Конечно, Аллах не услышал мои молитвы. Тремя часами позже гарнизон в Кила Сафед перестрелял наших на пограничной станции. Теперь я знаю, что наш президент и аятолла хотели выйти из конфликта. Мы добились своего, они отомстили. Зуб за зуб, и ладно. Но кто скажет об этом другой стороне? Их посольство в Тегеране уничтожило свои шифровальные аппараты и радиостанции. Этот сукин сын, полковник, предпочел застрелиться, но не выдавать «государственные тайны». У нас не имелось ни прямых, ни дипломатических каналов. Никто не знал, как связаться с пакистанским руководством. Мы даже не знали, существует ли оно вообще. Началась неразбериха, которая вылилась в гнев, а гнев обратился на соседей. С каждым часом конфликт нарастал. Пограничные стычки, удары с воздуха. Все случилось очень быстро, всего три дня традиционной войны, при этом ни у одной из сторон не было четкой цели, только паническая ярость.
(Пожимает плечами).
— Мы породили чудовище, атомную тварь, которую не могла утихомирить ни одна из сторон… Тегеран, Исламабад, Ком, Лахор, Бандар Аббас, Ормара, Имам Хомейни, Фей-салабад. Никто не знает, сколько умерло от ядерных взрывов и сколько еще умрет, когда начнут расплываться радиационные облака — над нашими странами, над Индией, юго-восточной Азией, Тихим океаном, Америкой.

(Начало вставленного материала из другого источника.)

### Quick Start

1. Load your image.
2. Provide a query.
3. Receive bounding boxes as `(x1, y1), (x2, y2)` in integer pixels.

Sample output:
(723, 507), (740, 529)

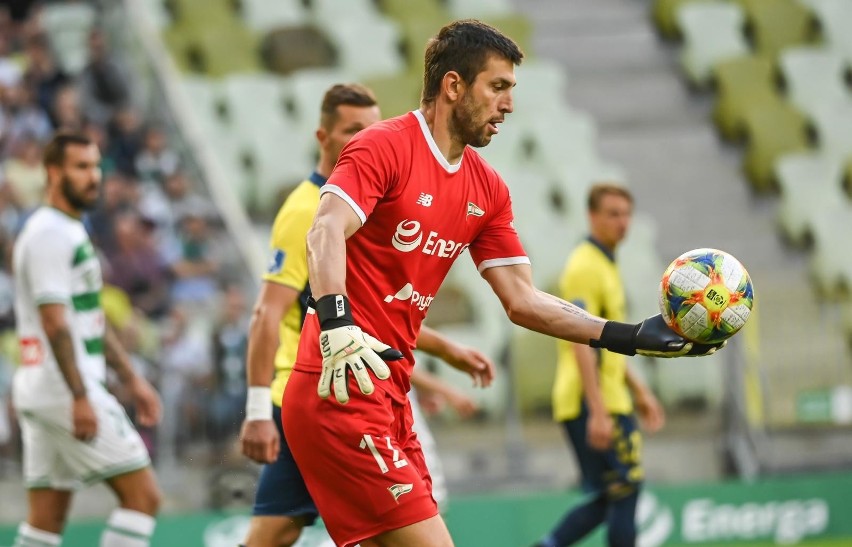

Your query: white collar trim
(411, 110), (464, 173)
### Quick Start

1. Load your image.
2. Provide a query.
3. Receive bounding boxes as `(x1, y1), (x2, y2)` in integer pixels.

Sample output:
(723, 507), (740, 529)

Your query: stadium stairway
(514, 0), (852, 466)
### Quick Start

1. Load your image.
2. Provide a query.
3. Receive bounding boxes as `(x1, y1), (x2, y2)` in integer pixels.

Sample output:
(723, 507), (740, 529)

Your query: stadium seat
(328, 17), (405, 79)
(195, 19), (261, 77)
(677, 1), (749, 87)
(713, 56), (779, 140)
(447, 0), (516, 19)
(286, 68), (355, 134)
(743, 101), (809, 192)
(737, 0), (816, 58)
(813, 100), (852, 161)
(775, 151), (846, 246)
(512, 59), (568, 115)
(779, 46), (852, 121)
(220, 73), (287, 132)
(811, 208), (852, 298)
(651, 0), (695, 40)
(240, 0), (308, 32)
(509, 325), (557, 415)
(180, 76), (226, 131)
(364, 72), (422, 118)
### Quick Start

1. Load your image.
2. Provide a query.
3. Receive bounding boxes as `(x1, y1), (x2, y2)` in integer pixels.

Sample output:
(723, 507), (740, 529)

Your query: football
(660, 249), (754, 344)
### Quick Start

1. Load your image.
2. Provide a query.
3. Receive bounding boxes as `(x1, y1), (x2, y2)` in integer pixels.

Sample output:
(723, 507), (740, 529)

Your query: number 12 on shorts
(360, 434), (408, 473)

Никто не знал, что так случится. Боже мой, они ведь помогали нам создавать атомную программу с нуля! Поставляли материалы, технологии, выступали в качестве посредника между нами и Южной Кореей, ренегатами из России… без наших мусульманских братьев мы бы не стали атомной державой. Этого никто не ожидал, но ведь никто не ждал и воскрешения мертвых, правда? Предвидеть такое мог только один, но я больше в него не верю.